I just had one of those “programming made me happy” moments I thought I’d share.
Background
I’m working on a pure-Elixir markdown parser called earmark. As you probably know, markdown is very poorly specified, which means that each implementation wings it when it comes to edge cases.
Into this void comes Standard Markdown, a valiant attempt to create a specification for this most organic of syntaxes.
As part of their effort, they have a test suite. It’s written as a pseudo-markdown document. The tests are stanzas that look like this:
Here is a simple example of a blockquote:
.
> # Foo
> bar
> baz
.
<blockquote>
<h1>Foo</h1>
<p>bar
baz</p>
</blockquote>
.
The spaces after the `>` characters can be omitted:
.
># Foo
>bar
> baz
.
<blockquote>
<h1>Foo</h1>
<p>bar
baz</p>
</blockquote>
.
The lines containing just dots delimit the tests. The first block is the markdown input, and the second block is the expected HTML output.

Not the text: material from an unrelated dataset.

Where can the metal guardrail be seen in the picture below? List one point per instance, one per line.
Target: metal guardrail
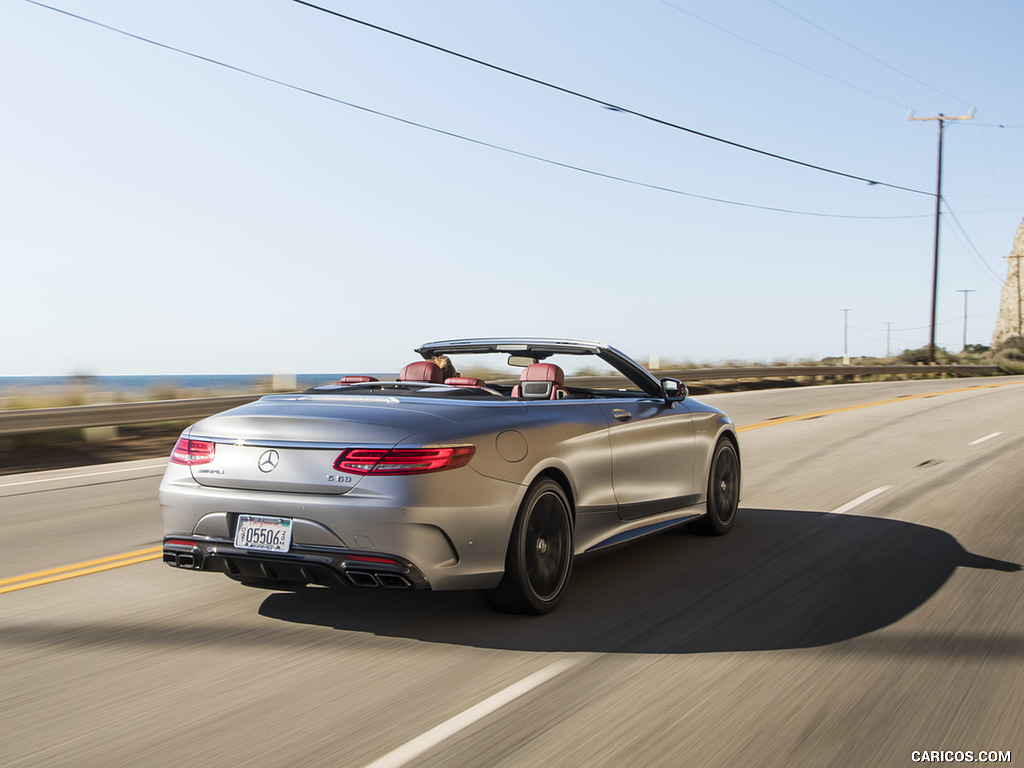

They thoughtfully provide a Perl script that runs these tests against your markdown implementation.
I wanted instead to integrate their tests into my overall test suite. This means I wanted to run their tests inside Elixir’s ExUnit.
It turns out to be fairly easy. But, along the way, I learned a little, and I smiled a lot. Here’s a brain dump of what was involved.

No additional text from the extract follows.